Our results suggest that patients diagnosed as clinical T1N0 lung cancer with a GGO component in chest CT have a relatively lower risk of BMs in comparison with patients with solid nodules. Among patients with a GGO component, preoperative brain MRI showed limited value. This finding is consistent with a previous study by Cho and colleagues, who found that MRI brain imaging provides no additional staging information of pure GGO nodular adenocarcinoma (Cho et al. 2015).

This study has several limitations. First, it was a retrospective study performed at a single center. Second, post-operative complications were not analyzed, so the correlation between MRI findings and complications could not be explored. Third, PET-CT is recognized as the gold-standard method for evaluating lung cancer stage before surgery (Fischer et al. 2009); however, it is not a commonly used technique throughout the world, especially in countries, such as China, where the cost is not covered by the medical insurance system. In this study, PET-CT was not adopted as a routine preoperative staging procedure, which might limit the general applicability of our conclusions, especially at institutions where PET-CT is performed routinely. Finally, this study lacks a cost-effectiveness analysis with respect the preoperative use of brain MRI.
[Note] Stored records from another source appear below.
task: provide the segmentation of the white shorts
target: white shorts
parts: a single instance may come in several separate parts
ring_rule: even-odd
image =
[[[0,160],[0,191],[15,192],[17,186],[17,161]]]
In conclusion, our study revealed that routine preoperative MRI brain imaging is effective for detecting BMs in patients with lung cancer. Based on the results of the study, preoperative brain MRI might help to identify BMs in patients with lung cancer that has advanced beyond stage IA. In patients with clinical stage IA lung cancer, our research suggests that routine preoperative brain MRI is not necessary but may be beneficial in patients with clinical stage T1c lung cancer (tumor > 2 cm) presenting as a solid lung lesion.